I have owned my '21 Vespa GTS Super 300 for about 6 months. I use it in FL and always fill it with ethanol-free gas. A few months ago I overfilled the tank (rookie mistake #1) while the bike was on the side stand (#2). I cleaned up and kept riding. The next day, the scooter started running really rough, like someone was pinching the fuel line. Shaky starts and jerky runs, check engine light also turned on and would not go out.
After a few days, I'm guessing the gas evaporated out of the EVAP and all went back to normal.
Fast forward a few months. It's 93F and I park the bike on the curb, but I could not find a shady spot. So it sat in the heat for a good 60-75 minutes. I came back to a scorching hot seat and, to my surprise, the bike would not start. Plenty of cranking, but no start. A guy on the sidewalk helps me by testing the spark plug. It was sparking just fine. We then tested the fuel line, check, it was moving fuel. Air also looked unobstructed. After each of the above, another try at starting….nothing. I remembered the articles I read on the EVAP and how they mentioned that hot weather also affected the system. So we looked for the EVAP and followed it all the way to the throttle body, trying to disconnect it. The clamp was a compression clamp and we had no luck as we shook it from side to side and pulled on it. One last attempt to start, and wouldn't you know it….vroom! Coincidence? Maybe, but highly unlikely.
It was right there and then I decided to remove the EVAP system. From all of the research I did, I came up with two options:
Option A: Simply Disconnect and Decommission
There is a great post on this that will help you. The pros is that it is simple, quick, and relatively easy to reverse. The cons is that you have a bunch of dead weight
Option B: Uninstall and Remove the EVAP
Here is how I did it:
You can read it, or watch the video
BASIC TOOLS:
10mm socket
Scissors or cutting pliers
Screwdriver (FLAT)
PARTS (bought at O'Reily's Auto Parts):
Assorted Vacuum Connectors- Dorman #47307
Hose clamps 5/16" - ⅝" (7.94mm-16mm) Master Pro
Rubber Vacuum Caps- Dorman #47396
REMOVAL OF EVAP
STEP 1: remove pet warmer to access engine compartment
STEP 2: remove 2 10mm nuts from the LEFT side of engine compartment
STEP 3: loosen rollover valve/canister bracket by pushing the now-loose screws from step 2 and pulling the assembly down towards floor.
STEP 4: cut hose feeding the rollover valve from the gas tank neck (should enter the rollover valve on the bottom)
STEP 5: loosen the rubber strap around the canister to release it from the metal bracket. You can do this by stretching the strap to create enough slack to unbuckle it.

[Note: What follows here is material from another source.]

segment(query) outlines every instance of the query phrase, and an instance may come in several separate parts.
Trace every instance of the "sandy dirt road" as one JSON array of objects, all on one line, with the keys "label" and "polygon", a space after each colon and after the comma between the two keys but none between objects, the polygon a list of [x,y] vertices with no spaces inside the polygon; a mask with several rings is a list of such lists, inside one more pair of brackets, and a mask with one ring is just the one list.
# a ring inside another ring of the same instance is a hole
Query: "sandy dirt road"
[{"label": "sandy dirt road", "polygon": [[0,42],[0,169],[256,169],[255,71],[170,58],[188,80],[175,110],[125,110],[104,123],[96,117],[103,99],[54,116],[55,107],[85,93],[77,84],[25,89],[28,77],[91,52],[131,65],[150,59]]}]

STEP 6: follow the hose from the bottom of the canister that is opposite the hose that goes to the rollover valve. Locate 1 zip tie that is fixing it to the chassis and cut it. Continue to follow the hose until it meets the throttle body.

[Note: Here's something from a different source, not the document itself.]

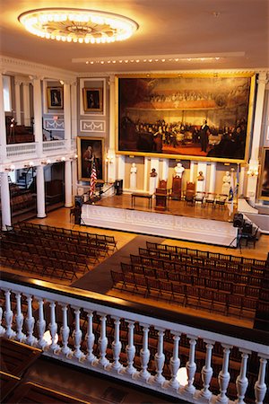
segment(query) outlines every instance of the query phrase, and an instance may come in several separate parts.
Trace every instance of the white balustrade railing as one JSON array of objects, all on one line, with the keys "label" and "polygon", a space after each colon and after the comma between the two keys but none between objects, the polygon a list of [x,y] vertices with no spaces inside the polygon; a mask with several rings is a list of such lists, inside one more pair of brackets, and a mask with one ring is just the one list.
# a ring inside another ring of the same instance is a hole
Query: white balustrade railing
[{"label": "white balustrade railing", "polygon": [[221,334],[221,323],[209,330],[206,321],[187,325],[175,312],[7,274],[0,286],[0,335],[46,356],[188,402],[244,403],[247,392],[247,402],[265,402],[261,331],[251,330],[253,342]]},{"label": "white balustrade railing", "polygon": [[46,155],[49,155],[50,153],[65,151],[65,140],[50,140],[48,142],[43,142],[43,153]]},{"label": "white balustrade railing", "polygon": [[6,145],[6,156],[13,161],[22,160],[22,157],[35,157],[37,154],[36,143],[18,143]]}]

STEP 7: use cutting pliers to break compression clamp open and loosen the hose into the throttle body. Remove the hose to expose a bronze "nipple" into the throttle body. At this point, the EVAP assembly can be completely removed.
MODIFYING ENGINE TO WORK WITHOUT EVAP
OVERFILL DRAIN HOSE
The hose cut in STEP 4 above is where gasoline goes in case of an overfill/expansion situation.. If left at this length, the gasoline it can emit will hit the hot engine and can cause an engine fire. In order to avoid this, the hose needs to be extended so that it drains to the ground, as follows:
STEP 1: Thread a hose clamp over the cut hose and insert one end of a vacuum connector into the hose.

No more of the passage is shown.